After lunch, Abdul prepared to leave. He had a date with a sharp blade and the throats of two goats. He explained that a farm about an hour’s drive offered this service for Muslims in the region. For Eid, its machinery was cleaned under the supervision of an imam. Abdul could select his animals and personally slit their throat, which allowed him adherence to some of the ritual’s finer details: he would make sure his knife’s tip faced Mecca and he would not turn away from the sight of the animal’s blood. I was relieved not to have to witness the slaughtering. Abdul would do it on our behalf.
The resulting meat would be divided into thirds, Abdul told me. Most importantly, one-third of it would be given to a family that lived on a limited income—a transaction arranged informally through the mosque. His family members would eat one portion and they would share the final portion with friends, most likely preparing it themselves and inviting friends over to partake. I learned that while it is important that the slaughter occur on the Eid, the guidelines about consumption are looser and the meat might stay in the freezer for weeks.
Once her father was gone, Salma asked if I would be willing to speak with her privately. We sat together on the sofa in the family room off the kitchen. She said she had waited for her father to leave because she didn’t want to be disrespectful, but she wanted me to know that she did not necessarily agree 100 percent with his interpretation of what it meant to be a faithful Muslim. Take, for example, the practice of women wearing hijab. “My father believes women should wear a scarf any time they leave their own homes,” she told me, “Whereas my mother and I think differently.” She explained that she and her mother interpret the Quran’s passages on the matter more loosely; they read them as referring specifically to Muhammad’s wives whose coverings were a show of discretion around the steady stream of foreign dignitaries and others visiting their house. Salma explained that she and her mom cover their heads while in the mosque but for busy days at the office or school, they opt to leave the hijab at home.
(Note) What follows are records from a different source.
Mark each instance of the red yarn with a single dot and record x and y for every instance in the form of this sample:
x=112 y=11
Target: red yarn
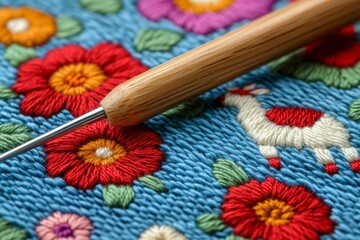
x=339 y=49
x=293 y=116
x=275 y=163
x=331 y=168
x=141 y=144
x=42 y=100
x=355 y=165
x=310 y=220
I nodded as Salma spoke. I understood that not all Muslims see eye to eye despite efforts to reach agreement on even the finest points. After Muhammad’s death, his closest companions tried to ensure consistency by recording in writings called hadiths the wisdom the Prophet had imparted through his daily habits and personal opinions. Gathered into a volume called the “Sunnah,” this information serves as a supplement to the Quran and practical guide; it’s also the inspiration for the name “Sunni.”
But even with these sources, many topics were never mentioned by Muhammad or his confidantes—leaving shades of grey on issues as minor as nail polish. My first night at the mosque back home, my Egyptian acquaintance, Mandisa, caught sight of my painted toe nails and explained to me that polish is not allowed in Islam because it acts as a barrier to water during pre-prayer washing. That same night, as I was performing my first-ever communal rakahs, I noticed that the woman next to me had a pedicure. I was confused. In my reading, I had seen nothing about nail polish; I wanted to get it right before unleashing my bare feet at other mosques. One book had mentioned a hotline available in the U.S.—1-800-Fatwa—for obtaining rulings by contemporary experts on topics such as these. I dialed the number, but it was no longer dedicated to this purpose. Instead, I got a recording about a sweepstakes for a free Caribbean cruise. I decided to err on the side of caution and strip my toe nails bare.